En efecto, el topónimo o nombre geográfico, identificación particularizada de un lugar, se sirve de sendos referentes naturales o culturales, formales e informales, vinculados necesariamente a la memoria histórica. La dificultad estriba en los intereses simbólicos del gobierno central y en el ámbito de la competencia para fijarlos, consolidando lo que puede llamarse el poder toponímico del Estado.

Así, por una parte, podemos conocer del artificio de las nuevas denominaciones para el bautizo o rebautizo arbitrario de los espacios públicos, sin atender a un mínimo de exigencias que comprometan la memoria histórica y, por tal, compartida de todos los venezolanos. Y, por otra, tradicionalmente los municipios son los que regulan la nomenclatura de las áreas de su jurisdicción, pero el resultado de los próximos comicios regionales y municipales, habida cuenta de la frágil división de los órganos del Poder Público, recomiendan una mayor atención al ejercicio del poder toponímico. En consecuencia, no basta una simple exhortación para que ese ejercicio sea conciente, serio y responsable.

Puede definirse el poder toponímico como la facultad de nombrar los lugares que contribuya a construir, sistematizar y reforzar un conjunto de símbolos y significados en el que tiene interés el Estado, a objeto de legitimarse. Si fuere democrático, para la denominación cultural de los espacios públicos tendería a sustentarse en aquellas referencias que tuviesen la mayor aceptación posible y, por lo general, es la memoria histórica la que provee una mejor y más consensuada nomenclatura.

Entonces, el pasado suele constituírse en un punto de encuentro cuando se trata de dar algún nombre –simultánea evocación e invocación- a un lugar. Consabido, no hay memoria sin conflicto, y prontamente lo adivinamos como manifestación de la otra polarización (simbólica) que intentará el régimen con vista a los resultados electorales.

Todo esfuerzo de transformación social, económica y política, o que se diga tal, frecuentemente está acompañado de otro destinado a nombrar o renombrar el mundo, para exaltarse a sí mismo.

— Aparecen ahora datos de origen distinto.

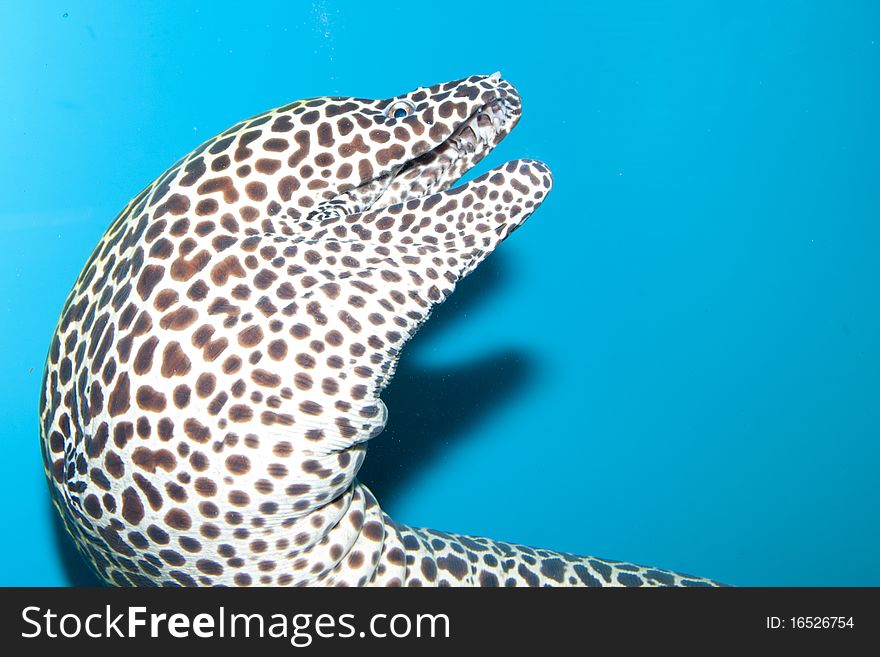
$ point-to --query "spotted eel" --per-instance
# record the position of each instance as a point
(215, 373)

Ciudades, avenidas y calles de Rusia y otras naciones de Europa Oriental recuperaron viejos nombres que también pertenecen, identifican y suscitan viejos regímenes y remembranzas, pero en el caso venezolano la tarea devendrá ociosa en una suerte de contrapunteo entre la interpretación del pasado y la del presente, ambos naturalmente vivos.

Materia nada despreciable, la plataforma unitaria de la oposición debe considerarla en una futura gestión para realzar los valores de la democracia y de la libertad, pero no deberá incurrir en el capricho presidencial de poner y de quitar nombres, porque sólo sería admisible cuando se trata de los nuevos espacios y edificaciones. E, incluso, si cupiera llevar el nombre de alguna personalidad, considerar realmente sus méritos y las décadas de su desparición, entre otros requisitos.

Biblioteca Nacional

Anunciado recientemente, Fernando Báez es el nuevo director de la Biblioteca Nacional o – para ser precisos – presidente del instituto autónomo que rige la materia. Autor de títulos especializados, ojalá pueda agotar todos sus esfuerzos por reconstruirla, porque – usuario de toda la vida de las bibliotecas públicas – no hay una generosa, seria y eficaz oferta para el estudiantado – sobre todo medio – y, además, la sede del Foro Libertador sirvió excesivamente al proselitismo oficialista, perdiendo la prestancia de otras épocas, por no referirnos concretamente – por ejemplo – al panflerismo que sustituyen los estantes otrora llenos de sobrias publicaciones extranjeras, o a la preservación de nuestro patrimonio hemerográfico (avinagramiento de “El Universal” de los años cincuenta), como ha ocurrido con la gestión de Arístides Medina Rubio. Creemos que, en una república democrática, el tema debe estar alejado de todo interés inmediatista de naturaleza político-partidista, conviniendo en que todos – oficialistas y opositores – debemos luchar por conservar y desarrollar una institución de tamaña trascendencia nacional. De modo que, ducho en las lides teóricas e investigativas, deseamos confiar en el autor de un libro tan apasionante como la “Historia universal de la destrucción de libros”.